Friday, 1 October 2010

PIED PIPER by Nevil Shute

My cousin gave me this to read on the plane last week. I was glad to see it. I've only ever read one other Shute - when I was about fourteen - ON THE BEACH, which made a really big impact on me (in the way things do much more often at fourteen than at thirty three). Essentially, it tells the story of a bunch of people waiting on a beach in Australia for the nuclear cloud that has obliterated the rest of the world to float towards them. I loved it. So much so, that I'm scared to re-read it in case I don't love it anymore. Anyway, PIED PIPER makes me feel I could go back to the BEACH, because I really like it too.

It tells the story of an elderly British man who decides to go to France for a spot of fishing. Not too much to make a novel out of there, except that the year is 1940, and Germany is very much on the move. Once he's been there for a little while, it begins to look more likely that France will fall, the man decides to leave for London, and another guest at the hotel asks him to take their children (aged 5 and 8) with him.
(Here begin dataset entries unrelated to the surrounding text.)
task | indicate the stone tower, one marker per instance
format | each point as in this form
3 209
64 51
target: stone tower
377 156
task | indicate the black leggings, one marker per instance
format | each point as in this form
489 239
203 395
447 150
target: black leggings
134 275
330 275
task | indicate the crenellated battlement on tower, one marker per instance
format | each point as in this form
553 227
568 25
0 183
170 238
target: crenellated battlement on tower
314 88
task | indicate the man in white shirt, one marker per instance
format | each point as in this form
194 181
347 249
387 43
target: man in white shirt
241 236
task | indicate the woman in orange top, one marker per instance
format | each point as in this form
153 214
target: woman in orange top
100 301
He agrees, thinking that this will entail simply a train ride to the coast, and then the ferry – a journey of less than 24 hours.
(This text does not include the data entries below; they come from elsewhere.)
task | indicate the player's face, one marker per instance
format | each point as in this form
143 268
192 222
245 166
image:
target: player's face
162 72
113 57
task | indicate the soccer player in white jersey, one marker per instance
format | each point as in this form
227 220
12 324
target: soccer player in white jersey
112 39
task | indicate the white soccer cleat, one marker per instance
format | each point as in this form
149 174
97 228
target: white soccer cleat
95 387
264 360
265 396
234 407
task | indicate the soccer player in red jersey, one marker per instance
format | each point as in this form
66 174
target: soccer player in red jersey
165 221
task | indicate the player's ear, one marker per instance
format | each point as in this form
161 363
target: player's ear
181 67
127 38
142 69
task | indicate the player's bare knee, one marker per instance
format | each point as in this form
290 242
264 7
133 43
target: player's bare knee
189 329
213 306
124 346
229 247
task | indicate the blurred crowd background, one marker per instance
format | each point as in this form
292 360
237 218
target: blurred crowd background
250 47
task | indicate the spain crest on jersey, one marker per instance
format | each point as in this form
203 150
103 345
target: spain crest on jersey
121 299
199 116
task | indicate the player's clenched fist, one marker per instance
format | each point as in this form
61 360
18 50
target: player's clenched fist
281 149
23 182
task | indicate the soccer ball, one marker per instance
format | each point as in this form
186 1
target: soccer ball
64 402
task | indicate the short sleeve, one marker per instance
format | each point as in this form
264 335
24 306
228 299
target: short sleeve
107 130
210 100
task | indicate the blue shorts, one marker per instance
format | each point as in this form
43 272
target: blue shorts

Unfortunately, on the way, one of the children becomes ill, so they are forced to wait in a hotel. By the time they can leave they are having to constantly change their travel plans, as word reaches them of this or that train or port shutting down as the Germans advance. You get very much the sense of what it would really have been like to be in France at this time: everything is based on rumours and surmise, and no one thinks for a minute that Paris will actually fall, until it really does. Eventually, he is reduced to walking with the children, while the roads are machinegunned, and attempting to keep his nationality a secret to avoid arrest and internment by the Germans. As they proceed, they pick up other lost or abandoned children on the way, till he eventually is looking after five children.

We learn that the reason he chose such an odd time to go on a French holiday was because his son was killed in the very early days of the war, and he spends much of the book trying to come to terms with the loss. He does eventually get all the children to safety, and, in a beautifully handled parallel arc, comes to accept the death of his own child.

This is a cleanly and intelligently written page turner with lots of heart. It kept me up till 3am finishing it, which I do not think was just the jetlag.